While illustrating the wide ambit under which cyber-attacks take place and the enormous cyber space that requires protection, the above examples also highlight the inevitable ease of threat to civilian space. Cyber war, if unleashed in entirety, could encompass strategic, tactical, financial, social, and psychological space among others. It would thus be waged beyond a traditional military war on the borders.
An area of immediate concern for the military is Autonomous systems; for a system to be autonomous, it must have the capability to independently compose and select among different courses of action to accomplish goals based on its knowledge and understanding of the environment.

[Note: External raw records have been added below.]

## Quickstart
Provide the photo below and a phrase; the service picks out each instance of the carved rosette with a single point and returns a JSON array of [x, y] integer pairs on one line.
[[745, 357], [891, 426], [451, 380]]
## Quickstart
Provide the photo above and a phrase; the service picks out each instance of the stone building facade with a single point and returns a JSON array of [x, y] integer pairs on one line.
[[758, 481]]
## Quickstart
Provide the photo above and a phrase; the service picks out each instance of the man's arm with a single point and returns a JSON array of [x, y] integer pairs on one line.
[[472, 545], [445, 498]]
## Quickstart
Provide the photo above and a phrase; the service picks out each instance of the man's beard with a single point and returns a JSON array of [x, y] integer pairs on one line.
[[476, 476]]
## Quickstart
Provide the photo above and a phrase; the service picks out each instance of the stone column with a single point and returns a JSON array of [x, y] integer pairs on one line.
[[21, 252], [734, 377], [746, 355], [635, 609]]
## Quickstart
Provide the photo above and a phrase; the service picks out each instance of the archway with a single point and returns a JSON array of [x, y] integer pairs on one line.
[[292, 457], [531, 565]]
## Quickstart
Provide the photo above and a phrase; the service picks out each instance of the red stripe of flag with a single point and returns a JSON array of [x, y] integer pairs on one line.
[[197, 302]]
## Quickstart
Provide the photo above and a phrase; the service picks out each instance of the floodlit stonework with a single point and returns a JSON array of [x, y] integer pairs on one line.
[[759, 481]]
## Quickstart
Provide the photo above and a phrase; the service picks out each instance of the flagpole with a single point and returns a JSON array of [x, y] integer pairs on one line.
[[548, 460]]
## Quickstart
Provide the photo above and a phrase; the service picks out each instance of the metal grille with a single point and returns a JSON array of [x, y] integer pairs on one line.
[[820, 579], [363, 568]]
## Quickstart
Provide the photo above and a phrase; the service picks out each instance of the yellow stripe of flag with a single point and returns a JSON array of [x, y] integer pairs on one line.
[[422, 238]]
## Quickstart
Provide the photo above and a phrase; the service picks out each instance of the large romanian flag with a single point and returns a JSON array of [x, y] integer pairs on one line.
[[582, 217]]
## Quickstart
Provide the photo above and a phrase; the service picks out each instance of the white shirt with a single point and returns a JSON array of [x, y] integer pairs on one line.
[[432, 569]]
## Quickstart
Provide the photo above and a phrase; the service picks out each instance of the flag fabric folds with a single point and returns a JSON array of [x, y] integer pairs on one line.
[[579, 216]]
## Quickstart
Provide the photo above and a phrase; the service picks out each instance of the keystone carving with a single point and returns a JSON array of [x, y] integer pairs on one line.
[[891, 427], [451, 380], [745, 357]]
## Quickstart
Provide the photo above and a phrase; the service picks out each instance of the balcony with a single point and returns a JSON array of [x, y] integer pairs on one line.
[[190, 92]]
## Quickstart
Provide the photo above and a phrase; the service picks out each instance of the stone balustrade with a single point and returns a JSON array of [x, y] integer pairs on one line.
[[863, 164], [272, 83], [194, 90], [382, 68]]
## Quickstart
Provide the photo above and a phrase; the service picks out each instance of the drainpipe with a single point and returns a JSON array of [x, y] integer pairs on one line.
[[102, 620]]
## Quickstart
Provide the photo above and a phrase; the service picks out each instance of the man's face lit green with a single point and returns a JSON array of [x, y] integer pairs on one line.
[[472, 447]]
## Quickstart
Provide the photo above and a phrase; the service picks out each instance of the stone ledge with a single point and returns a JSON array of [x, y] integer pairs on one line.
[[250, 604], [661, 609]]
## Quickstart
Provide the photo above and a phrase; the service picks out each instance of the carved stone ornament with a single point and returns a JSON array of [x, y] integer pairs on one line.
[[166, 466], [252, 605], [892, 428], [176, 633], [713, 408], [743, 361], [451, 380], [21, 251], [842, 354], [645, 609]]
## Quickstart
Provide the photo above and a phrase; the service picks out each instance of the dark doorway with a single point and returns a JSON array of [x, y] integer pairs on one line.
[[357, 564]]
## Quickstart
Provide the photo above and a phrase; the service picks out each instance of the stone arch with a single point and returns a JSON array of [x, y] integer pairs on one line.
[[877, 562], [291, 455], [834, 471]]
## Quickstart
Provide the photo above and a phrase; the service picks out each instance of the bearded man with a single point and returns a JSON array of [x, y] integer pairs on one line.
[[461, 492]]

Autonomous decision-making resides in software replete with branching logic and tables of variables and parameters, which together, model the mission to be accomplished, the environment in which it must be executed, and the conditions that are relevant. The more complex the mission and the more diverse the environment, the more extensive and complex is the software. Autonomous systems also have organic sensors, a considerable amount of stored information, and optional communication for some supervisory functions, along with a capability to receive and implement over-the-air updates. These systems present an ideal target for the adversary. Thus, more the capabilities, more the software, and hence greater the vulnerability. To weed out the intruder in complex software and eradicate vulnerabilities which may or may not have been introduced by the attacker would require validation and verification, which may not be humanly possible in the time available.
It is evident that the amount of data and the speeds at which processing is required in case of cyber-defence is not feasible for human beings to carry it out. Conventional algorithms also cannot tackle dynamically changing data during a cyber-attack. As it appears today, effective cyber-defence would only be provided by real-time flexible Artificial Intelligence systems with learning capability. This in simple terms requires using Artificial Intelligence systems at practically every stage of military operations.
As of penning this article, a code of Mirai malware was released by a hacker, which has resulted in the largest ever DDos attack across countries. Mirai malware is used to create botnets that infect Internet of Things devices connected to the internet. It is said that about 1.0 to 1.5 million devices have been infected so far with numbers rising every second.
Nations have to think differently if cyber-attacks are to be defended against effectively. During an international conference on Electronic Warfare in Kuala Lumpur recently, delegates weresurprised to note that the Indian Government had been following a policy of segregating internet-connected computers from those that carried important information. Much of the software being developed for cyber-defence is being sent over the web from India albeit under IPR of different nations. Time is ripe for India to harness and synergies both cyber-attack and cyber-defence capabilities.